Corvina de Água Doce

 

Peixe da família Sciaenidae, também conhecida por Pescada do Piauí (Plagioscion squamosissimus).

É originária da Bacia Amazônica, mas hoje pode ser encontrada em praticamente todo o país, principalmente decorrente de sua introdução em represas pelos órgãos estatais. Muito prolífica, é encontrada em grandes cardumes, principalmente os exemplares menores.

Na Região Amazônica normalmente pode ser capturada com iscas artificiais, como plugs de meia água ou fundo, além das tradicionais iscas naturais. Fora de seu habitat natural, é capturada preferencialmente com iscas vivas, como pequenos peixes e camarões de água doce.

Cada represa possui suas características peculiares, mas como regra geral sua pesca é realizada em pontos profundos, onde mantemos o barco apoitado em uma das árvores que aflorem à superfície. O material deve ser leve, visto que a maioria dos peixes é de pequeno porte ( aproximadamente 300 g ), com vara ao redor de 17 lbs, linha 0,30 mm e anzol de número 2, 1 ou 1/0 (apesar do pequeno porte, não devemos utilizar anzóis muito pequenos, pois é comum que elas “embuchem”).  Pequenos lambaris são as iscas mais tradicionais, apesar que em algumas represas a pesca é praticada apenas com camarões de água doce. Os maiores exemplares são capturados em geral com tuviras.
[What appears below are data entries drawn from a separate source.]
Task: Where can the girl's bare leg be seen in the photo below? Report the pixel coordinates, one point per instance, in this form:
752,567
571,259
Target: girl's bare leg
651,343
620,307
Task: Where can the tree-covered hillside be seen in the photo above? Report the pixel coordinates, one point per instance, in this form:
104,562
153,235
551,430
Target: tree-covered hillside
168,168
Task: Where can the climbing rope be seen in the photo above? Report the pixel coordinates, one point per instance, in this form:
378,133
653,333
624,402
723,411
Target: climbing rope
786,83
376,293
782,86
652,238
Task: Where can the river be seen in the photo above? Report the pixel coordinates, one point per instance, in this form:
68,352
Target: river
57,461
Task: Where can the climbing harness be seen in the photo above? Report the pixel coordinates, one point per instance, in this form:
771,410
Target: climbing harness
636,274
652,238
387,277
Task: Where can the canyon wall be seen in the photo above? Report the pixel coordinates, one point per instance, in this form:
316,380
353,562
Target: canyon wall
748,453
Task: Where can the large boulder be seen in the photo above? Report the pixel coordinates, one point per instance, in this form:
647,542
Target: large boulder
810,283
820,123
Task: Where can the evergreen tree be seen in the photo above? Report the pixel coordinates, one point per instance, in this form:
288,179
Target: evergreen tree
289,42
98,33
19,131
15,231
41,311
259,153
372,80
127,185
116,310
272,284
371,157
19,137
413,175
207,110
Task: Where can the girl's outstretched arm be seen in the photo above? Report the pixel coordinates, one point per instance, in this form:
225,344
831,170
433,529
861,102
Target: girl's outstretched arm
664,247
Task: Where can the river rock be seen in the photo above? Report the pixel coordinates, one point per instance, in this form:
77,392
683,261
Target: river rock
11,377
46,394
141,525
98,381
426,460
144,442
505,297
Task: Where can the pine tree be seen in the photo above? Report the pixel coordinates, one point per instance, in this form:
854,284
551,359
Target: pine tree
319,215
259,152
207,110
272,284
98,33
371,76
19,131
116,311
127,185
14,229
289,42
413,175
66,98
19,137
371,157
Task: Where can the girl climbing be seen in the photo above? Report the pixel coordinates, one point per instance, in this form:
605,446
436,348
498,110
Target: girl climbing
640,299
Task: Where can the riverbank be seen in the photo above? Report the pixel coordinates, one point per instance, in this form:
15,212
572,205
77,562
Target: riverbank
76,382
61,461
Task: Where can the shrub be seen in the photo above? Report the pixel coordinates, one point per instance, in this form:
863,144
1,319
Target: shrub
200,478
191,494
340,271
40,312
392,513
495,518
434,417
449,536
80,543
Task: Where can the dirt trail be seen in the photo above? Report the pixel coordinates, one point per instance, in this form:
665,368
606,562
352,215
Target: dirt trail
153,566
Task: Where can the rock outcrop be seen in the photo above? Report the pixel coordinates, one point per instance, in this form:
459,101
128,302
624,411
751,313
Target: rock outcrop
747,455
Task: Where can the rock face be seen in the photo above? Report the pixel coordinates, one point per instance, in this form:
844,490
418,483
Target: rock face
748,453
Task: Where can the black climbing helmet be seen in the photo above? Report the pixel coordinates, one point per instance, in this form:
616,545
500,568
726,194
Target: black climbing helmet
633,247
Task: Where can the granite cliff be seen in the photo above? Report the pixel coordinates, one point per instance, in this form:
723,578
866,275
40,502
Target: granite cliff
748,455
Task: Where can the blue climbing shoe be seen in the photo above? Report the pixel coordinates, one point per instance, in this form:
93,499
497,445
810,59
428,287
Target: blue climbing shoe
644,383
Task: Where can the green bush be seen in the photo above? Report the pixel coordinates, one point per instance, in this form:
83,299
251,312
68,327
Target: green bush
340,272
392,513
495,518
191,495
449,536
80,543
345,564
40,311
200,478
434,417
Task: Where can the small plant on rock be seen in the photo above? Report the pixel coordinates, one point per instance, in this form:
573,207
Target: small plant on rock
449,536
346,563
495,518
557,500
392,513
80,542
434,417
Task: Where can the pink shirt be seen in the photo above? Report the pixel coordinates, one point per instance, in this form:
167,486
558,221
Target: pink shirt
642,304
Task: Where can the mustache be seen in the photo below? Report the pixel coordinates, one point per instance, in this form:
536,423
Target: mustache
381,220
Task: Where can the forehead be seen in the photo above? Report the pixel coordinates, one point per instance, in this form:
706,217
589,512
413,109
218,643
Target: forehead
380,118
É comum nos locais de pesca desta espécie, que vários barcos fiquem apoitados na mesma árvore, mas por alguma razão desconhecida, comumente um barco, ou até mesmo apenas um dos pescadores deste barco pode capturar um peixe após o outro e seus companheiros, distantes apenas poucos centímetros e utilizando o mesmo material e isca, não capturem nada. Durante a pescaria esta característica pode mudar, alternando o pescador que captura uma maior quantidade de peixes. Quando os peixes diminuem os ataques, coloque iscas vivas que geralmente eles se reiniciam, mas após reiniciado o frenesi alimentar que caracteriza a espécie, qualquer isca, viva ou morta, ou até mesmo pedaços de papel alumínio e outros materiais, são atacados com a mesma intensidade. Nestas ocasiões, uma isca artificial que tem se mostrado muito eficiente é o SABIKI.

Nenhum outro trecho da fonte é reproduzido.